Sumber gambar: https://katarakyat.my.id
Hai, Sobat Petualang! Pernah nggak kepikiran betapa jauhnya perjalanan sebuah rempah bisa membawa kita? Kali ini, aku mau cerita tentang sebuah perjalanan yang menghubungkan ayat suci Al-Quran dengan sebuah pulau eksotis di Indonesia: perjalanan harum kapur barus.
Petualangan Menuju Aroma Surgawi
Bayangkan, ratusan tahun lalu, para pedagang Arab rela menempuh perjalanan laut yang panjang dan berbahaya, bukan untuk mencari emas atau rempah-rempah yang umum, tapi untuk sesuatu yang jauh lebih berharga: kapur barus.
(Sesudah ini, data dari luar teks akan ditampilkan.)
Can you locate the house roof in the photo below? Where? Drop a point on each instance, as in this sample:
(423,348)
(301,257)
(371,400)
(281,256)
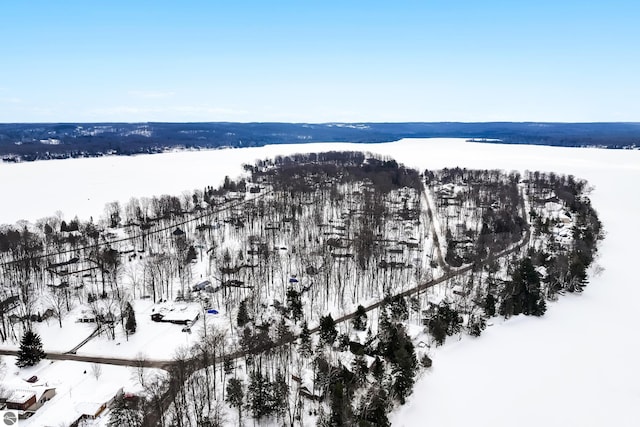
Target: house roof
(20,396)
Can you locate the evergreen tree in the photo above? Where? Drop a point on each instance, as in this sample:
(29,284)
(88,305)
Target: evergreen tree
(489,305)
(328,332)
(131,324)
(360,320)
(259,395)
(294,304)
(123,415)
(305,341)
(372,411)
(243,314)
(30,352)
(235,395)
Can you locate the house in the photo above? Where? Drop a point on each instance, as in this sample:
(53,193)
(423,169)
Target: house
(90,410)
(43,395)
(21,400)
(179,315)
(87,316)
(201,286)
(9,304)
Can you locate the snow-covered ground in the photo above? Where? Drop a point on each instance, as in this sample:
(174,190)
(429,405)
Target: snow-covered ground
(575,366)
(78,386)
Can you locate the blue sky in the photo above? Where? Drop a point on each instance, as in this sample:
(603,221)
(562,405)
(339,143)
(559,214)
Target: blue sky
(319,61)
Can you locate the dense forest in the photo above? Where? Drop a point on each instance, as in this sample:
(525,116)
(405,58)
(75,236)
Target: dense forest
(340,273)
(26,142)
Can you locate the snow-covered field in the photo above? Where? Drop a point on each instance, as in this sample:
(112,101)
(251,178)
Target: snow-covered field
(575,366)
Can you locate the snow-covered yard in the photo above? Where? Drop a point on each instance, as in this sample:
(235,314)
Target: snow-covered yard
(78,388)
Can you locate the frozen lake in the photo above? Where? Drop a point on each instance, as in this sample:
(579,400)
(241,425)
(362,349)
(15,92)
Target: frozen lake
(576,366)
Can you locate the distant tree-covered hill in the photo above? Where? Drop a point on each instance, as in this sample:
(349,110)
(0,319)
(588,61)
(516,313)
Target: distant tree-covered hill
(34,141)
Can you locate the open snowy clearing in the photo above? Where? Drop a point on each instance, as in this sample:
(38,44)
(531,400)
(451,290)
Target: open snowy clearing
(575,366)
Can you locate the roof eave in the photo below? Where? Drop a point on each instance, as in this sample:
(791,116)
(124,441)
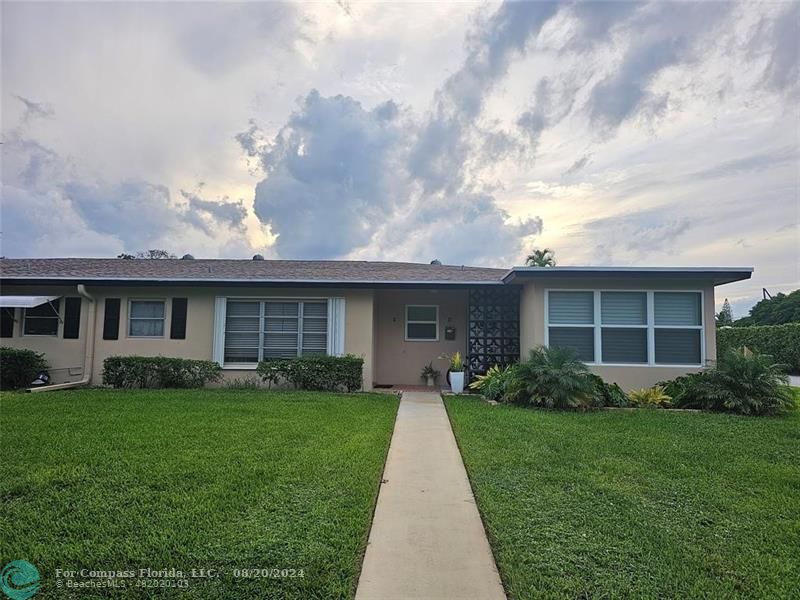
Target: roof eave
(719,275)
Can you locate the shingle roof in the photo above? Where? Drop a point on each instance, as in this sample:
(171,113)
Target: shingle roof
(211,270)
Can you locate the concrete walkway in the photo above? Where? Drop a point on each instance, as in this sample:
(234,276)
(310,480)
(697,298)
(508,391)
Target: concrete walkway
(427,539)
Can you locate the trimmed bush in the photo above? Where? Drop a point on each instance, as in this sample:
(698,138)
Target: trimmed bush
(321,373)
(740,382)
(159,372)
(607,394)
(782,342)
(653,397)
(492,385)
(19,367)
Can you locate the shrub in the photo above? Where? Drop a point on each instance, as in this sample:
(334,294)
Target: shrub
(493,383)
(653,397)
(19,367)
(740,382)
(159,372)
(607,394)
(782,342)
(551,378)
(323,373)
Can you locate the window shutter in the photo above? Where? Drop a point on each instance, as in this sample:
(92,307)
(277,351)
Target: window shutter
(571,308)
(72,318)
(177,328)
(7,322)
(111,319)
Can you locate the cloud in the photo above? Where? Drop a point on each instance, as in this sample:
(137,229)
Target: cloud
(35,110)
(780,37)
(752,163)
(49,209)
(578,165)
(337,180)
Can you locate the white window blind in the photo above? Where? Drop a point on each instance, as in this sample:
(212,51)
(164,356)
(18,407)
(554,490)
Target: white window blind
(256,330)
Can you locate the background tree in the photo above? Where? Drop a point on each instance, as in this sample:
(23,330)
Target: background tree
(154,253)
(780,309)
(725,316)
(541,258)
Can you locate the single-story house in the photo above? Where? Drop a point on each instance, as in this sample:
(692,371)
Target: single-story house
(632,325)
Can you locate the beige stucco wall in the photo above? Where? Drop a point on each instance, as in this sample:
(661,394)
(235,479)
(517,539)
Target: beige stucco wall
(628,377)
(399,361)
(198,344)
(65,357)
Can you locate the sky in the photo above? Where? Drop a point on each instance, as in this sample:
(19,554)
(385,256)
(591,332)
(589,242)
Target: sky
(615,133)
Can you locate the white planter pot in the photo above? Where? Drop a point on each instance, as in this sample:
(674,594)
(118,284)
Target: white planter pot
(457,382)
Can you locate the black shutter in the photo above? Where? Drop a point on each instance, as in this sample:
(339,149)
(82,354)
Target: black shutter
(177,330)
(111,319)
(72,318)
(7,322)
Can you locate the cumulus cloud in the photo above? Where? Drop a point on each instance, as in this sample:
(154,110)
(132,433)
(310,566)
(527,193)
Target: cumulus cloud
(50,209)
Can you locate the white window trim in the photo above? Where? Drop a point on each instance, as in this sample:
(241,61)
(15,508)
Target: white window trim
(59,324)
(335,333)
(408,322)
(597,326)
(146,337)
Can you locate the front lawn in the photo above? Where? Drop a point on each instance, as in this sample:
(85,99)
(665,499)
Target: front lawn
(210,479)
(640,504)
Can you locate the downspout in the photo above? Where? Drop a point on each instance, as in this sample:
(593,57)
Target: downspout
(88,359)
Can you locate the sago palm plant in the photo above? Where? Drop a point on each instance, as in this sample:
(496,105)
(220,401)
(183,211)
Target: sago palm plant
(551,378)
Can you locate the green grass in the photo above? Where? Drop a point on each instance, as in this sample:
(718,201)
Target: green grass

Bunga rampai ini, yang disebut dalam Al-Quran, membawa mereka hingga ke Nusantara. Di Surat Al-Insan ayat ke-5, dijelaskan bahwa orang-orang saleh akan meminum dari gelas berisi air bercampur kafur. Banyak ulama yang menafsirkan kafur ini sebagai ekstrak dari tanaman kapur barus (Dryobalanops aromatica) – bukan kapur sintetis yang kita kenal sekarang.
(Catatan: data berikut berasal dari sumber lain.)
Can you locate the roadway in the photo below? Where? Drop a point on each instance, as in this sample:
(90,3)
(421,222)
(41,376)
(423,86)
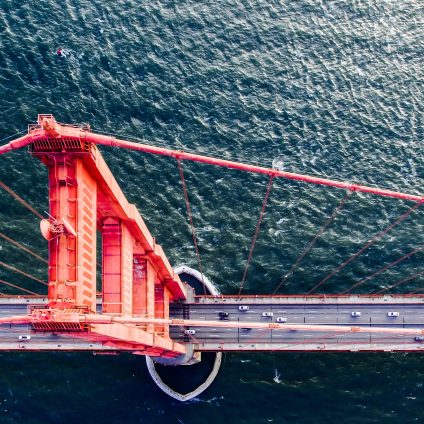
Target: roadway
(10,334)
(324,311)
(411,315)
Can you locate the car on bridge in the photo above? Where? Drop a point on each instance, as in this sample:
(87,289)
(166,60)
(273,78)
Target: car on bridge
(224,315)
(24,337)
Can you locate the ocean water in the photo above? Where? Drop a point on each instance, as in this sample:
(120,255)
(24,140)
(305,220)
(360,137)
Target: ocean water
(330,88)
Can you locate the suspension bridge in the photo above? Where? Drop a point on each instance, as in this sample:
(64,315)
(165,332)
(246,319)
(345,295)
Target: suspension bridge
(145,306)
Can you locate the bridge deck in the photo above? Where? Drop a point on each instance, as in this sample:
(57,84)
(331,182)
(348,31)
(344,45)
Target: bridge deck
(296,309)
(326,310)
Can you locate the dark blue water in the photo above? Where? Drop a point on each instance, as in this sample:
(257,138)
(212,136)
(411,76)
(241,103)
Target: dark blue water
(330,88)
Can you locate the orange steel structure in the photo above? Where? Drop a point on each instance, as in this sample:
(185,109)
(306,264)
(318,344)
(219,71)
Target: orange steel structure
(138,282)
(137,279)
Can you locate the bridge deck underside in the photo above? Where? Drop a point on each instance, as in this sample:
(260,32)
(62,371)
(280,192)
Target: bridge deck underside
(411,315)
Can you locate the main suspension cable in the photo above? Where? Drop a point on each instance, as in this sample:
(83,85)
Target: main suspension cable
(257,229)
(315,238)
(18,287)
(20,200)
(383,269)
(22,272)
(20,246)
(190,217)
(372,241)
(399,282)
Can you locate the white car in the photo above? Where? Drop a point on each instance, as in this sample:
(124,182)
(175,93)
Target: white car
(24,337)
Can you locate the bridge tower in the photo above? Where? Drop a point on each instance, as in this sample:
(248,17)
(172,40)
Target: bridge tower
(137,278)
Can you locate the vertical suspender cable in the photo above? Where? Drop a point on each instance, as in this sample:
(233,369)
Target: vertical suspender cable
(257,229)
(315,238)
(190,217)
(373,240)
(19,199)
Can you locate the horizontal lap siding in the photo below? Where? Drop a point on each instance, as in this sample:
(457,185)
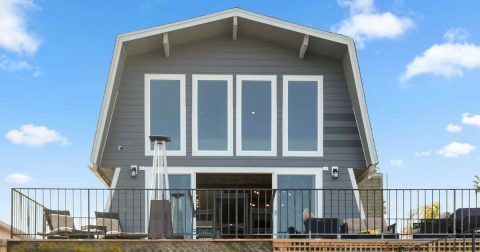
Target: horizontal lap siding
(342,145)
(221,55)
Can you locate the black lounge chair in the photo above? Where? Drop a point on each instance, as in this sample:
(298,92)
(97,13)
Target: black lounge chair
(432,228)
(465,220)
(62,226)
(322,227)
(370,228)
(113,229)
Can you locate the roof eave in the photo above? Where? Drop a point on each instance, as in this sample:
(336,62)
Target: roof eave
(119,53)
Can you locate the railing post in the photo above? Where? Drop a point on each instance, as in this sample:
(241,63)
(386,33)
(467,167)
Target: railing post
(11,215)
(473,240)
(88,212)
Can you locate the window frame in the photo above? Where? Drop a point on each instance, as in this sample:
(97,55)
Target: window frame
(273,131)
(195,150)
(320,136)
(181,78)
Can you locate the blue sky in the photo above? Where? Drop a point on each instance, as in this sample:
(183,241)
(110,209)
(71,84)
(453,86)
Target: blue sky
(420,64)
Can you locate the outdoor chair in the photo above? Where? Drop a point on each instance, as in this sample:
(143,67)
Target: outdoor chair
(321,227)
(110,222)
(370,228)
(464,220)
(62,226)
(433,228)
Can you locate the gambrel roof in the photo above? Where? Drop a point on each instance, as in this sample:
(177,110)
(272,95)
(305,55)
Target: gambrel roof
(237,22)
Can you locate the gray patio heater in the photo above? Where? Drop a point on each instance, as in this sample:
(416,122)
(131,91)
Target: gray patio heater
(160,222)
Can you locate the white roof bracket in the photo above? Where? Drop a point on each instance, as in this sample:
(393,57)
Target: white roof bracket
(235,28)
(166,45)
(303,46)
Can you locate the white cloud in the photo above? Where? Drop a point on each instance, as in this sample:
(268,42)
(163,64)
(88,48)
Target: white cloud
(397,162)
(468,119)
(449,59)
(453,128)
(456,34)
(33,135)
(18,178)
(365,23)
(455,149)
(14,35)
(9,65)
(423,153)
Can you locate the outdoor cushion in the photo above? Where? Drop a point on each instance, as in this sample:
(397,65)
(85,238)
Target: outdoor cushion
(376,224)
(110,221)
(355,225)
(62,222)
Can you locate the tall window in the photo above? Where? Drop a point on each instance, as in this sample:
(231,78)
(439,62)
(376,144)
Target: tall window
(165,111)
(212,114)
(302,115)
(256,103)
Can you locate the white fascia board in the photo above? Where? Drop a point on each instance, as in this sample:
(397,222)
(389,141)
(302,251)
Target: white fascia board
(232,13)
(357,95)
(119,52)
(107,99)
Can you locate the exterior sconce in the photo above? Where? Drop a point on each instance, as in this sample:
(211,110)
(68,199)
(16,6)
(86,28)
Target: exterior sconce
(133,171)
(335,172)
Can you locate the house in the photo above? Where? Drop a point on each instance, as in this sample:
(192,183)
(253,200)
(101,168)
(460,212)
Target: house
(249,101)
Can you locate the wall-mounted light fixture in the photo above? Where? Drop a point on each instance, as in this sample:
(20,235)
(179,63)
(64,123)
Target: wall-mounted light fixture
(133,171)
(335,172)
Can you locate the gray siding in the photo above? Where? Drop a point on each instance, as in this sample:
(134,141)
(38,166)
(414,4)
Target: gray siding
(222,55)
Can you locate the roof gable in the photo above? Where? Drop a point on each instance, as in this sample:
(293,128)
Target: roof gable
(251,24)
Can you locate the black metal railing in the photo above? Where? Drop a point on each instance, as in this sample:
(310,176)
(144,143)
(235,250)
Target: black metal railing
(432,214)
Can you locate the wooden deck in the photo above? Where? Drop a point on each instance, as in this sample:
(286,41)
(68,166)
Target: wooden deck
(244,245)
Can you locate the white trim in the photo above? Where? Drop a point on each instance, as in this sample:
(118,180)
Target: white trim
(113,185)
(350,65)
(195,150)
(319,151)
(356,193)
(181,78)
(273,131)
(303,47)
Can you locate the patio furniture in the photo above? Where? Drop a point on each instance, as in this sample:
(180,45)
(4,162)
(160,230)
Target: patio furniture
(321,227)
(62,226)
(160,222)
(110,222)
(465,220)
(369,228)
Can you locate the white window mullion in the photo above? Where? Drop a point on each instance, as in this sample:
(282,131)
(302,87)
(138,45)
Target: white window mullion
(242,80)
(149,78)
(289,81)
(196,148)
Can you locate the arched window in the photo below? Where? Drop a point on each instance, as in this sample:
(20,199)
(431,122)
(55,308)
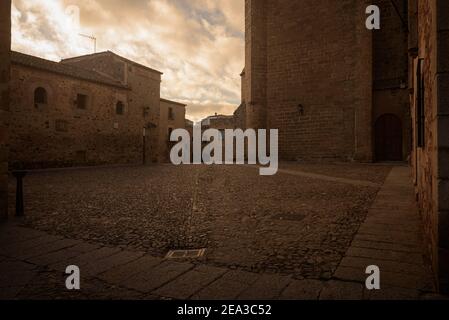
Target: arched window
(40,96)
(120,108)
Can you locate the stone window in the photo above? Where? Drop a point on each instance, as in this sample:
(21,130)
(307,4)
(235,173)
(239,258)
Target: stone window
(61,126)
(171,114)
(420,105)
(81,101)
(40,96)
(120,108)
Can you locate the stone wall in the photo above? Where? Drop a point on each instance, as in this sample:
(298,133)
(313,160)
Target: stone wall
(145,92)
(390,73)
(176,119)
(58,133)
(431,161)
(5,44)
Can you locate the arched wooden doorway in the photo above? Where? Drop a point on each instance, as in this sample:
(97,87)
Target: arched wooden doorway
(388,138)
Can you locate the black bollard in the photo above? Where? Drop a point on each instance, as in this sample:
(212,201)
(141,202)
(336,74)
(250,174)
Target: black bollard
(19,175)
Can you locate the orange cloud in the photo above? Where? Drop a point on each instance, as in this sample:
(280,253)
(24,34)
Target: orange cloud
(198,44)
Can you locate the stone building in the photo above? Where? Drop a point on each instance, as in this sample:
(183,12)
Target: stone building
(429,96)
(90,110)
(173,116)
(5,45)
(334,89)
(219,122)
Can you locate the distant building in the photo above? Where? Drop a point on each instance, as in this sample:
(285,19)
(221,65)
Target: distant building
(219,122)
(173,116)
(189,126)
(89,110)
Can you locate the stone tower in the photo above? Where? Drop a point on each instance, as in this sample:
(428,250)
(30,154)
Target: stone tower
(311,72)
(5,45)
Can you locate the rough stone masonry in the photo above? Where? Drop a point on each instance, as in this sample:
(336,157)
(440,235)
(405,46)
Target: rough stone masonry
(5,44)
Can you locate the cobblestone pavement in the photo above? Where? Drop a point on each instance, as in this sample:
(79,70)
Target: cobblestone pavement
(285,224)
(288,238)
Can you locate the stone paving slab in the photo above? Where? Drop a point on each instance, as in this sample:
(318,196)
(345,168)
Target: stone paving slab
(190,283)
(227,287)
(266,287)
(86,260)
(54,259)
(390,238)
(152,279)
(340,290)
(121,274)
(302,290)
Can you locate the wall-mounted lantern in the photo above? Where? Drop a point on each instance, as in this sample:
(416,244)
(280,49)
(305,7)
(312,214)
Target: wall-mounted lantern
(301,111)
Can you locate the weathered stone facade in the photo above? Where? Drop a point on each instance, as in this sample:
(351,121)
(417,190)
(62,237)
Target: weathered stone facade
(173,116)
(5,45)
(316,73)
(144,98)
(429,78)
(92,110)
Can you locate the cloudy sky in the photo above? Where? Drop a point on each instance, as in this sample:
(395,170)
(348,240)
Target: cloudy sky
(197,44)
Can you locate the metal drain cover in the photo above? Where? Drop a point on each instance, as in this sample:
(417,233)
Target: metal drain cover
(185,254)
(289,217)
Aku membayangkan betapa menariknya kisah mereka! Melihat peta zaman dulu, pasti terasa seperti perjalanan tanpa akhir, hanya berbekal bintang dan kompas, menuju sebuah aroma surgawi yang terbayang di benak mereka. Aroma itu, konon, mampu menenangkan jiwa dan membawa mereka kepada rasa damai.
Barus: Pusat Kamper Dunia
Tujuan akhir mereka adalah Barus, sebuah pelabuhan di Sumatera Utara. Bayangkan betapa terkejutnya mereka saat melihat pulau yang penuh pesona ini! Bukankah luar biasa bagaimana satu tanaman bisa menjadi kunci penghubung peradaban yang begitu jauh? Menurut Arkeolog Edward McKinnon dalam bukunya Ancient Fansur, Aceh’s Atlantis (2013), perdagangan kapur barus telah menjadikan Barus (dulunya bernama Fansur) sebagai pelabuhan penting selama ribuan tahun.
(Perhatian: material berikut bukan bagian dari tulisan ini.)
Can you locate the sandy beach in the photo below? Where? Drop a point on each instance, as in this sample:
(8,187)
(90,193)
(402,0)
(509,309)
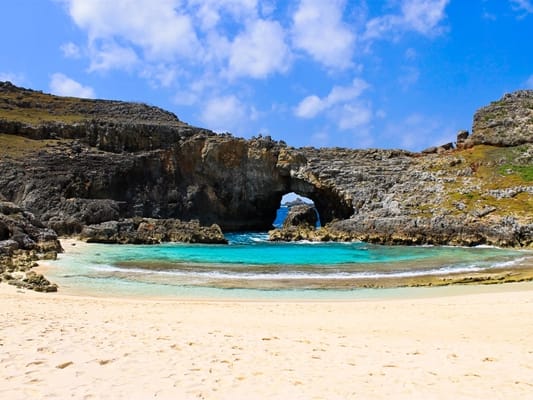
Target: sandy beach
(469,346)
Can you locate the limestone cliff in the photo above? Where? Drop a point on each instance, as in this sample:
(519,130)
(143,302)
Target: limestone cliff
(79,162)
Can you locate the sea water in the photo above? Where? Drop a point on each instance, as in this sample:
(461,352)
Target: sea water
(252,267)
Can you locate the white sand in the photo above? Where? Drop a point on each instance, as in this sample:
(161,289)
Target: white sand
(456,347)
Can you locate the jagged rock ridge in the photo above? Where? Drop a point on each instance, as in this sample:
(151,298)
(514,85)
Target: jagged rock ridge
(105,166)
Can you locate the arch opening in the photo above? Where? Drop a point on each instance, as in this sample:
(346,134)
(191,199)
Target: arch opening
(289,200)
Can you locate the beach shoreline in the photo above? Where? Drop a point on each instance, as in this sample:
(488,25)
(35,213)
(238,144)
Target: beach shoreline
(447,347)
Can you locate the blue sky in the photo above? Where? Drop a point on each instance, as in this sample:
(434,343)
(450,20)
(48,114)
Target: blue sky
(388,74)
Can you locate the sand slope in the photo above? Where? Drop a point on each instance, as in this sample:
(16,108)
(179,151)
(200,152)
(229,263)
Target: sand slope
(456,347)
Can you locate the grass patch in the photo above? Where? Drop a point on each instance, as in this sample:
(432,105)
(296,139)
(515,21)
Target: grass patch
(525,172)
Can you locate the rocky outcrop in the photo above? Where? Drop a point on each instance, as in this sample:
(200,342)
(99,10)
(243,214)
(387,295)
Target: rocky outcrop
(301,215)
(152,231)
(80,163)
(506,122)
(23,241)
(299,224)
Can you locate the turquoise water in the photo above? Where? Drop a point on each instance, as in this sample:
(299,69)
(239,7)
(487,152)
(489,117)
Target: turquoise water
(252,267)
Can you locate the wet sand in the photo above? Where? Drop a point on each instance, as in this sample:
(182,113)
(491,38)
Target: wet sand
(467,346)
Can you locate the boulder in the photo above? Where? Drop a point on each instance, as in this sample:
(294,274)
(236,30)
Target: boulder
(301,214)
(506,122)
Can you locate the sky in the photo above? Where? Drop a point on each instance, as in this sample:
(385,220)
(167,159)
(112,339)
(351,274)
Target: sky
(351,73)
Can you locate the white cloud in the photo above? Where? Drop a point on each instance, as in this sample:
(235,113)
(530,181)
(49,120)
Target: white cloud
(313,105)
(259,51)
(211,12)
(409,76)
(422,16)
(70,50)
(15,79)
(112,56)
(310,107)
(418,131)
(529,82)
(155,26)
(62,85)
(224,114)
(319,30)
(523,5)
(351,116)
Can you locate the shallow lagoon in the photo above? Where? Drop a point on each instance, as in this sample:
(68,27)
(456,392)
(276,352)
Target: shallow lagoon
(252,267)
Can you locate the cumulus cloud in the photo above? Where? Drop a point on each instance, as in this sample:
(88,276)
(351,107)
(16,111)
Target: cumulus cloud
(523,6)
(259,51)
(112,56)
(70,50)
(529,82)
(418,131)
(422,16)
(155,26)
(15,79)
(62,85)
(313,105)
(211,12)
(224,114)
(319,30)
(351,116)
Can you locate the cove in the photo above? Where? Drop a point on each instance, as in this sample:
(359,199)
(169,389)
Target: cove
(251,267)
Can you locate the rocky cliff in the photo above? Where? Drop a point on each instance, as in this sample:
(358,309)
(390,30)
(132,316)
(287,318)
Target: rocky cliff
(75,163)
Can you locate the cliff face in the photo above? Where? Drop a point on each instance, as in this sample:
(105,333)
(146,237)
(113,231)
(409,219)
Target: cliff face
(79,162)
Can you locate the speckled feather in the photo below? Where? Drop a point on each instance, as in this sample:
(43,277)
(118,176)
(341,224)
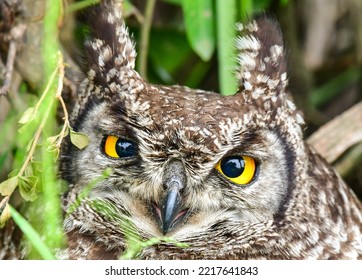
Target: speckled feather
(296,208)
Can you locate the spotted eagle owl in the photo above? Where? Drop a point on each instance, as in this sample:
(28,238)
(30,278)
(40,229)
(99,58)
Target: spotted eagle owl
(229,176)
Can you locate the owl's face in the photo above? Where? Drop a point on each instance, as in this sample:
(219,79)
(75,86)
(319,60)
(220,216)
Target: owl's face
(182,159)
(192,165)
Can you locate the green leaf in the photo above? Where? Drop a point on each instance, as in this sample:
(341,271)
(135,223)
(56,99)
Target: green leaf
(27,187)
(80,140)
(4,215)
(199,23)
(27,116)
(226,34)
(31,235)
(8,186)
Perdagangan kamper telah menjadikan Barus sebagai pelabuhan penting sejak ribuan tahun lalu,
tulis McKinnon.
Bukti sejarah pun mendukung hal ini. Ibn Al-Faqih, seorang pedagang Arab pada tahun 902 M, sudah mencatat Barus sebagai penghasil utama kapur barus, selain pala, cengkih, dan kayu cendana. Bayangkan betapa kayanya rempah-rempah yang tersedia di Nusantara! Sungguh menarik, ya?
Lebih dari Sekedar Rempah
Catatan dari Ibn Sa’id al-Magribi, geograf Muslim abad ke-13, juga menegaskan kualitas kapur barus dari Sumatera yang jauh lebih unggul dibandingkan yang berasal dari Malaya atau Kalimantan. Bahkan, sejarawan Romawi Ptolemy telah menyebut nama Barus sejak abad ke-1 M! Ini membuktikan bahwa kapur barus bukan hanya sekedar rempah, tapi juga bagian penting dari sejarah perdagangan dunia.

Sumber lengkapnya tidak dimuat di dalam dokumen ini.